Other defined contribution Schemes

The Group also operates a number of defined contribution retirement schemes outside Hong Kong in accordance with local statutory requirements. The assets of these schemes are generally held in separate administered funds and are generally funded by payments from employees and by the relevant group companies. The Group’s contributions to the defined contribution retirement schemes are expensed as incurred and are reduced by contributions forfeited by those employees who leave the schemes prior to contributions being fully vested.

Share-Based Compensation

The Group operates an equity-settled, share-based compensation scheme. Restricted share awards are recognised as an expense in the income statement with a corresponding credit to reserves, based on the fair value of the shares.

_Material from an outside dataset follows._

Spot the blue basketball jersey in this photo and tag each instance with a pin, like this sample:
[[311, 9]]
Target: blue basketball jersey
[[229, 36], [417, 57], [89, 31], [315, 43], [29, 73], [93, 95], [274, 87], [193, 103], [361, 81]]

The total amount to be expensed is calculated by reference to the fair value of the equity instruments granted, excluding the impact of any non-market vesting conditions (for example, requirement of an employee to remain in employment for a specified time period). The number of equity instruments that are expected to vest takes into account non-market assumptions, including expectations of an employee remaining in the Group during the vesting period. The total amount expensed is charged through the vesting period. At each balance sheet date, the Company reviews its estimates of the number of equity instruments that are expected to vest based on the non-market vesting conditions. It recognises the impact of the revision of the original estimates, if any, in the consolidated income statement with a corresponding adjustment to equity.

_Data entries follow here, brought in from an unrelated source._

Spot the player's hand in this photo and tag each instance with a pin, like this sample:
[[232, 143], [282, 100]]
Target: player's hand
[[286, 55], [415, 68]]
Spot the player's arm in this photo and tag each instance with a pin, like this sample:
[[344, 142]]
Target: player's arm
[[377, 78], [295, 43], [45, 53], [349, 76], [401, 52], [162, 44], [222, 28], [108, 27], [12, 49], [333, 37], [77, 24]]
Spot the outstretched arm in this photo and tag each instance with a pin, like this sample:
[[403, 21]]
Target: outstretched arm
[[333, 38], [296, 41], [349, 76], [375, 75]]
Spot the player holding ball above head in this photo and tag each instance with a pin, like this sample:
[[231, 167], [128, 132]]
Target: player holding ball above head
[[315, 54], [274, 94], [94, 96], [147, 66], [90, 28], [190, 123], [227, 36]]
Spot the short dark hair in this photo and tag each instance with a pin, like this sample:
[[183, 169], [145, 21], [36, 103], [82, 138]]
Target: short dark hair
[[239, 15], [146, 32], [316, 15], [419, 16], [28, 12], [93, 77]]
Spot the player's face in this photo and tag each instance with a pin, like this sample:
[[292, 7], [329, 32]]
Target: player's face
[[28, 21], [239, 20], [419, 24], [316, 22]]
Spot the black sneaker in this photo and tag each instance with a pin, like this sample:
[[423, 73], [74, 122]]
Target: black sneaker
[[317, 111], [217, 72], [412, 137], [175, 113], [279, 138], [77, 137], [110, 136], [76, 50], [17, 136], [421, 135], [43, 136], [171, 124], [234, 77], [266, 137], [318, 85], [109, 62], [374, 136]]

The grant by the Company of share-based compensation to the employees of subsidiary undertakings in the Group is treated as a capital contribution by the company to the subsidiaries. The fair value of employee services received, measured by reference to fair value of the shares on the grant date is recognised over the vesting period as an increase in investment in subsidiary undertakings, with a corresponding credit to equity in the Company’s account. In the accounts of the subsidiaries, such fair value is recognised as an expense in the income statement with corresponding credit to reserve.